If they say that, my corollary is that there should be no elections in 2015. Simple! If they posit that the President should not contest because of the impaired security in some parts of the country, it then means that they have a case to answer. If they say the president must not contest because of those problems, then it means that the North created that problem of insurgency and insecurity in the country so that they can blame it on Jonathan.
But clearly, he is not blameable for those conditions or situation. Is it because of where Jonathan comes from? Is it because he is not a northerner? If you bring a northerner as Presi­dent in this circumstance and the insurgency suddenly disappears, it means then that we will start our own insurgency because it will be clear that they were complicit in the main intrigues that sprung this insurrection.
Are you insinuating that the North probably created this insecurity to frustrate the re-election bid of the Jonathan in 2015?
Oh yes! If their major recommendation as a panacea for the insurgency to stop, is that Mr. President should step down and completely disavow his constitutional right to stand for election next year, then they can extend the President tenure in office by canvassing that we should not do an election. That is the in­terpretative extension that we can give to their position that Jonathan should not re-contest because of the insurgency.

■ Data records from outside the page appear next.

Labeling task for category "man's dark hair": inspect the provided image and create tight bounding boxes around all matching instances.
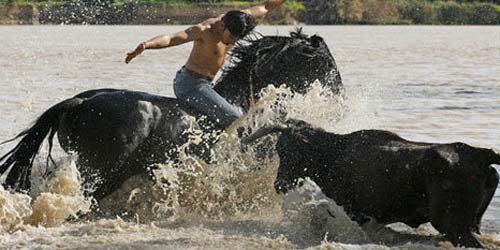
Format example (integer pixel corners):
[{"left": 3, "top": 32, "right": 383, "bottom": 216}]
[{"left": 222, "top": 10, "right": 256, "bottom": 38}]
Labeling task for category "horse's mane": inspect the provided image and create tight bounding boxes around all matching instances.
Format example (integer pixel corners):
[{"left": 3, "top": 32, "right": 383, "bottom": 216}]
[
  {"left": 215, "top": 28, "right": 342, "bottom": 109},
  {"left": 221, "top": 27, "right": 309, "bottom": 82}
]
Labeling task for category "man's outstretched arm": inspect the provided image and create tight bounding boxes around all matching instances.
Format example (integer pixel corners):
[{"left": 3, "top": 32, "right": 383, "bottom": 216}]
[
  {"left": 125, "top": 24, "right": 204, "bottom": 63},
  {"left": 242, "top": 0, "right": 286, "bottom": 18}
]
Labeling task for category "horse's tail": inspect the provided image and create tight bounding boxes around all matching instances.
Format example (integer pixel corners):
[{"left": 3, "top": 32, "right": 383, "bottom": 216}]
[{"left": 0, "top": 98, "right": 81, "bottom": 191}]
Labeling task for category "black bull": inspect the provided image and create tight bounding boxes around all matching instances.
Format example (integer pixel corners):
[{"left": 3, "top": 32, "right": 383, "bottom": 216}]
[
  {"left": 0, "top": 30, "right": 343, "bottom": 200},
  {"left": 243, "top": 120, "right": 500, "bottom": 247}
]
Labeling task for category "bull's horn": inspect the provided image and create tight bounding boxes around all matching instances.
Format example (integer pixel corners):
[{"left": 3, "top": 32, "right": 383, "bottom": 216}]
[{"left": 241, "top": 125, "right": 287, "bottom": 144}]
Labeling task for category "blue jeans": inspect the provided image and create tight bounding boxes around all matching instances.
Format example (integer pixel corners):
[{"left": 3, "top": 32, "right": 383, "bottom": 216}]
[{"left": 174, "top": 67, "right": 243, "bottom": 128}]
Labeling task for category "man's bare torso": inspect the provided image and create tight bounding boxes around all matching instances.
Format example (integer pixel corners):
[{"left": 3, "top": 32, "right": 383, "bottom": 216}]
[{"left": 186, "top": 18, "right": 232, "bottom": 78}]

APC wants government to pros­ecute former Chief of Army Staff, General Azubike Ihejirika, and former Borno State, Senator Ali Modu Sherrif, named by Australian negotiator, Ste­ven Davis, as sponsors of Boko Haram sect at the International Criminal Court (ICC). Your reaction
The allegations by Davis sound to me completely zany. Was Davis, by mentioning the former Army Chief, suggesting that the Federal Government was sponsoring insur­gency against itself? As far as l am concerned, that allegation was a poorly scripted dispatch, because the former chief of army was directed by the President in line with his duty, to quell the insurgency.
l don’t think that the President, from what l know about him, will accept the loss of lives through the insurgency activities, just for the purpose of retaining power, over who? Davis’s story was simply a poorly scripted distraction.
If Davis was hired by government, he should have exercised discipline and respon­sibility in making his security report available to the government that hired him, instead of staying at a safe distance to concoct his heresy. For whatever purpose, his story falls below the line of admissible logic.
Don’t forget, that this same President made an open statement that nobody… even his own desire to seek office… cannot be equated to the loss of a single life. No office is high enough for sacrifice with the lives of innocent people. No president, especially the type of president we have in this country today, will initiate any move that takes such a callous and heinous step as murdering thousands of persons and displacing a whole lot of others, just to stay in power.
INEC recently created new polling units nationwide ahead of the 2015 general elections. About 70 percent were allocated to the North. How do react to this?
It is a clear script written by the leadership of INEC to be used as a trump card to subvert whatever the Nigerian electorates decide at the poll in 2015. INEC, in doing that, created a bank of votes that it intends to use to pander to the desires of the leaders of the North especially in the presidential election. And that arrangement by INEC will not fly. It is so completely skewed against the South.
There is clearly a flight from sanity some­where in INEC. How they intend to push that through eventually, will remain one of the wonders of our time. INEC’s action is clearly in breach of the democratic tendencies and occurrences anywhere in the world. And you notice that a lot of the new polling units are in places where we have unrefutted reports that the population there have emptied, either into the Cameroon or into other parts of the country.